Shaming children and teens was counterproductive. The shock and condemnation of adults could do unintended and lingering harm.

When one mother found out her daughter of about 12 had viewed porn on a play date at a friend's, she complained to the school about the friend.

Sex therapist Dr Marlene Wasserman, of Cape Town, said: "The word got out at the school and the girl was mocked and harassed. It got so bad that she was traumatised and had to leave the school."

Rather than driving this problem underground, parents should talk to their children about it and monitor their online behaviour, said Ancer.

"You wouldn't take your child to mall and leave them unsupervised for hours so why would you leave them in cyberspace unsupervised for hours?"

Catriona Macleod, professor of psychology at Rhodes University, said children should be taught to look at porn in a critical way.

Her research has found that sex education in schools tended to portray the danger and disease rather than the complex, positive and false elements of sexuality.

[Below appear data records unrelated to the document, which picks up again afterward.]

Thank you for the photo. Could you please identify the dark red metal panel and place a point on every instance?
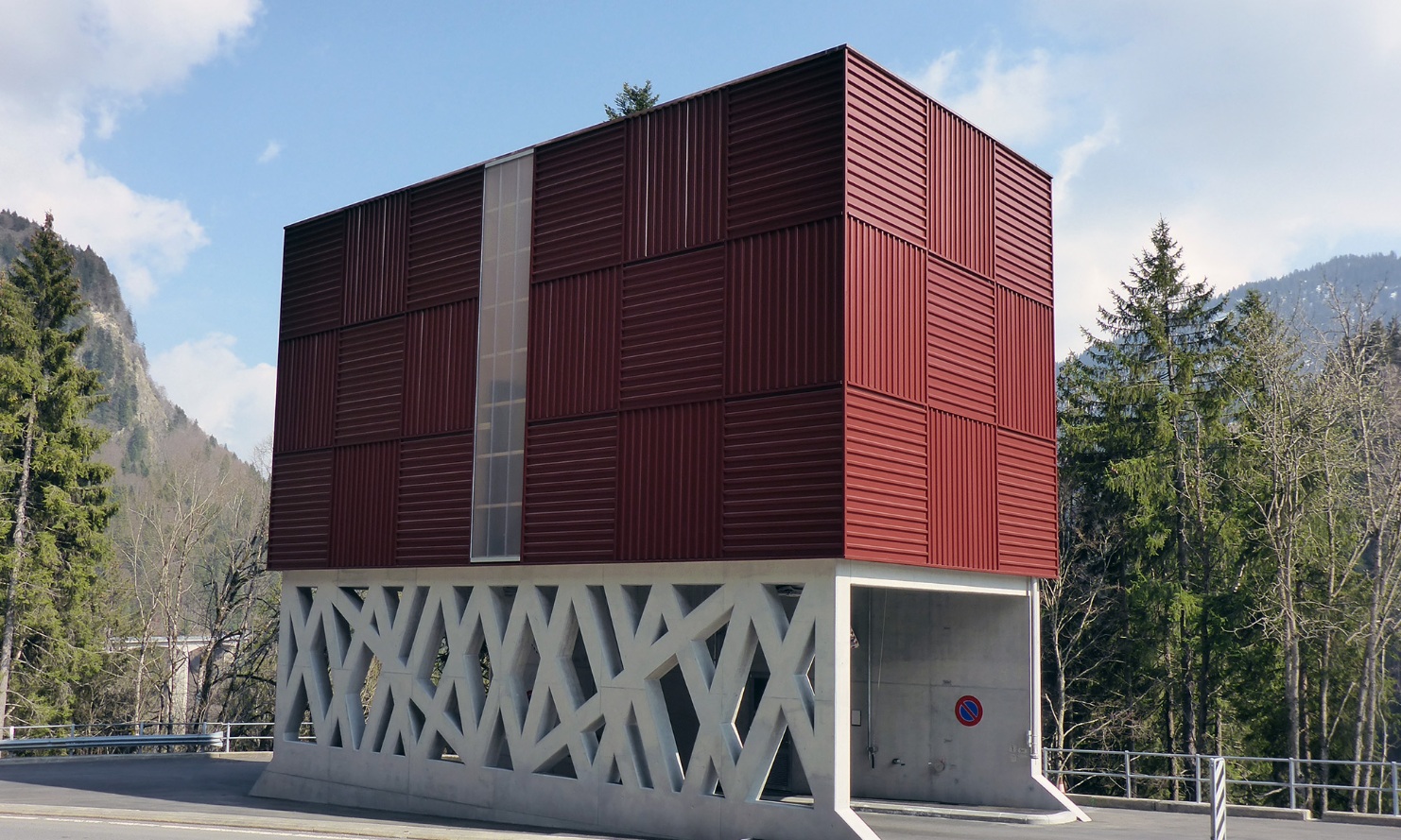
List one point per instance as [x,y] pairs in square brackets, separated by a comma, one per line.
[886,313]
[362,518]
[435,502]
[313,273]
[370,383]
[1026,366]
[962,493]
[575,334]
[1026,506]
[676,177]
[784,475]
[886,159]
[377,238]
[670,482]
[887,479]
[305,410]
[578,206]
[787,146]
[1022,226]
[299,528]
[960,192]
[673,329]
[962,351]
[570,513]
[441,369]
[784,310]
[444,240]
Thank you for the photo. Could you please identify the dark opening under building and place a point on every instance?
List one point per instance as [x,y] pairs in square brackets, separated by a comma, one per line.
[683,476]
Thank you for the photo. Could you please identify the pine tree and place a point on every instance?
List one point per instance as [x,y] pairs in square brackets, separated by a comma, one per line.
[631,99]
[55,497]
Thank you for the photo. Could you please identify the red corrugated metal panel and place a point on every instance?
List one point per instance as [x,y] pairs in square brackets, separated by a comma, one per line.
[886,159]
[377,247]
[962,349]
[362,518]
[676,177]
[575,334]
[884,313]
[960,192]
[299,526]
[962,493]
[435,502]
[1026,366]
[1022,226]
[673,329]
[1026,506]
[305,409]
[579,197]
[670,482]
[784,475]
[787,146]
[570,490]
[441,369]
[784,310]
[370,383]
[313,273]
[887,479]
[444,240]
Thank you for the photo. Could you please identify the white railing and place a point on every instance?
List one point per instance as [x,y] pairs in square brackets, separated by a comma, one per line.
[1292,779]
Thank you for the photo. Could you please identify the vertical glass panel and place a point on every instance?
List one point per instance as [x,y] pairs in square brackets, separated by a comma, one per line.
[500,362]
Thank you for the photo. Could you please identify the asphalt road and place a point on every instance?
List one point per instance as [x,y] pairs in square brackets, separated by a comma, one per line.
[146,797]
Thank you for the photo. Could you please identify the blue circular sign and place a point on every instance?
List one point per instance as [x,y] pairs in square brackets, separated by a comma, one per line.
[968,710]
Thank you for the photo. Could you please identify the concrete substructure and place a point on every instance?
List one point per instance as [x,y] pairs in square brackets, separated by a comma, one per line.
[674,700]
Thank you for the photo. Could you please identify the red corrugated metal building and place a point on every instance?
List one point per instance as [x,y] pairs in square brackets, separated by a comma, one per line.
[805,314]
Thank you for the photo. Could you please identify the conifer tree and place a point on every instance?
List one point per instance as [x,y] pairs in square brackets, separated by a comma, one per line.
[54,497]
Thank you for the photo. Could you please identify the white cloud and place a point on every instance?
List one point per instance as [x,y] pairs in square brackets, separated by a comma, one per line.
[1264,133]
[70,69]
[232,400]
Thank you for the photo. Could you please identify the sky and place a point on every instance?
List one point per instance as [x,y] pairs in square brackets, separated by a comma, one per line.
[177,137]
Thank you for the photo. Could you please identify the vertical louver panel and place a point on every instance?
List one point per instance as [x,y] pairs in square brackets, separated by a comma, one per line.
[1022,226]
[784,310]
[673,329]
[305,416]
[962,493]
[887,479]
[435,502]
[787,146]
[299,526]
[444,240]
[670,482]
[313,275]
[370,383]
[960,192]
[886,159]
[962,351]
[570,490]
[1026,366]
[579,200]
[377,238]
[676,177]
[784,475]
[1026,506]
[441,369]
[362,521]
[575,334]
[884,313]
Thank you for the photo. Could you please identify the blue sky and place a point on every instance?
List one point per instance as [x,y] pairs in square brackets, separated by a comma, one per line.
[177,137]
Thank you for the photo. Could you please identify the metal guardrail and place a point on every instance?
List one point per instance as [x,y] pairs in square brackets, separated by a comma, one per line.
[1287,776]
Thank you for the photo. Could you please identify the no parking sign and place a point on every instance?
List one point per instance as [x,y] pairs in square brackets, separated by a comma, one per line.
[968,710]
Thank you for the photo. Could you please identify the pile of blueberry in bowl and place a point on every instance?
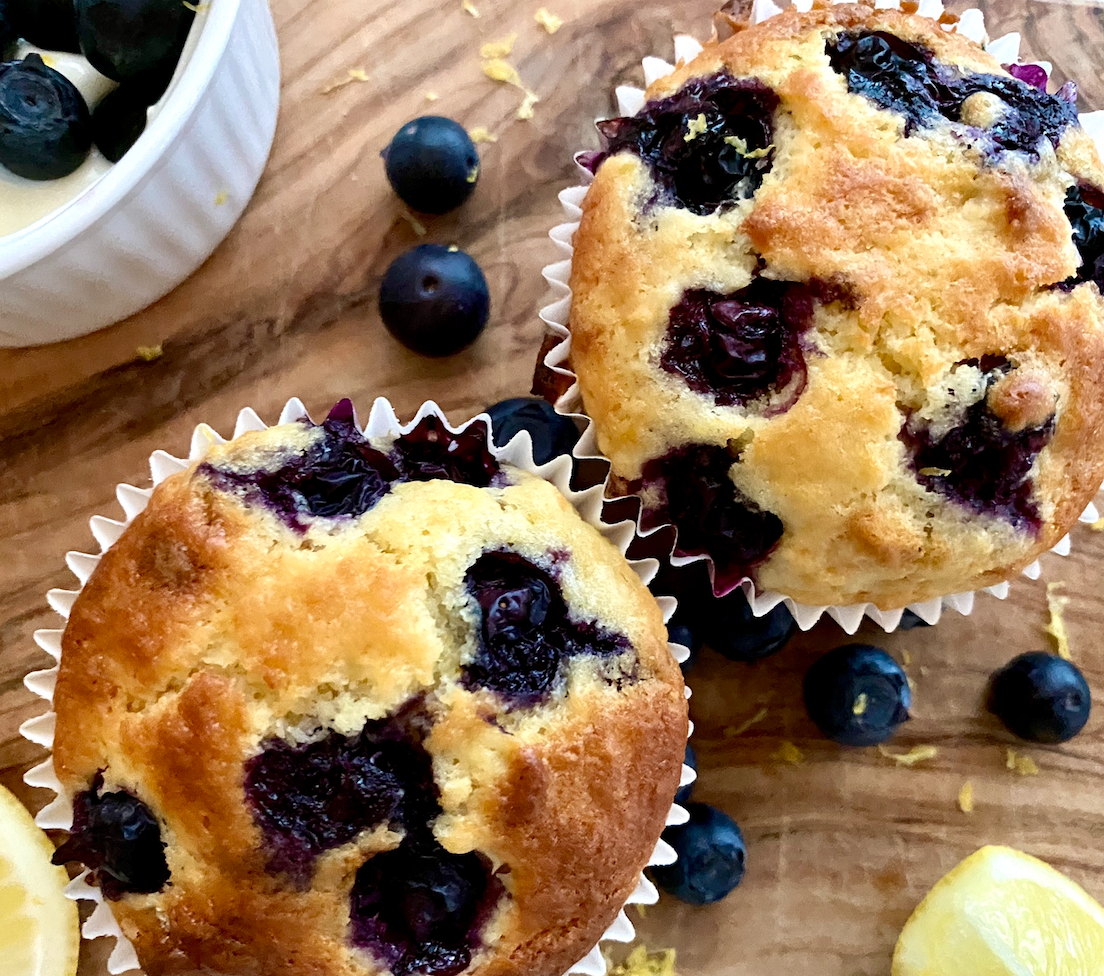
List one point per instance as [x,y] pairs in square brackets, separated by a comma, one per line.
[80,75]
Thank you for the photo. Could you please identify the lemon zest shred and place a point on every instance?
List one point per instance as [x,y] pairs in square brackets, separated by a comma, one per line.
[353,74]
[526,109]
[743,727]
[643,962]
[696,127]
[498,70]
[788,753]
[1055,627]
[500,48]
[916,754]
[548,20]
[966,797]
[741,147]
[1022,765]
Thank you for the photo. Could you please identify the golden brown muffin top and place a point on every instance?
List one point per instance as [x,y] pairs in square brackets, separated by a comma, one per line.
[359,751]
[837,328]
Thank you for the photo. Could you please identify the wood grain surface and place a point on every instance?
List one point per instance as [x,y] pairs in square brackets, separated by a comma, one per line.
[844,844]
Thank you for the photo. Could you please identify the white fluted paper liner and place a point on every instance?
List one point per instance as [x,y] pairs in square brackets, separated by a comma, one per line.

Wasserman urged schools to include the topic of porn in their sex education and invite external speakers in if needed.

"We want to protect our children and the way to minimise risk is by educating them, not by shutting down the channels they see. You want to teach children before they find porn."

What parents can do...

• Wait as long as possible before you give your child a smartphone with an internet connection. Early primary school is too soon;

• Personal computers with an internet connection should be in the home's shared spaces - preferably an open area where other family members walk past regularly;

• Use filters and monitors such as ShieldMyTeen, Net Nanny or K9, which block most pornography and violence;

• Talk to your child about sexting, cyberbullying and safety on social media and dating sites;

• Check your child's phone in their presence. If you have the right to meet their friends in real life, you have the right to meet their online friends and to make sure they are who they say they are; and

• Have a discussion with your teen about the reasons pornography is not good for them.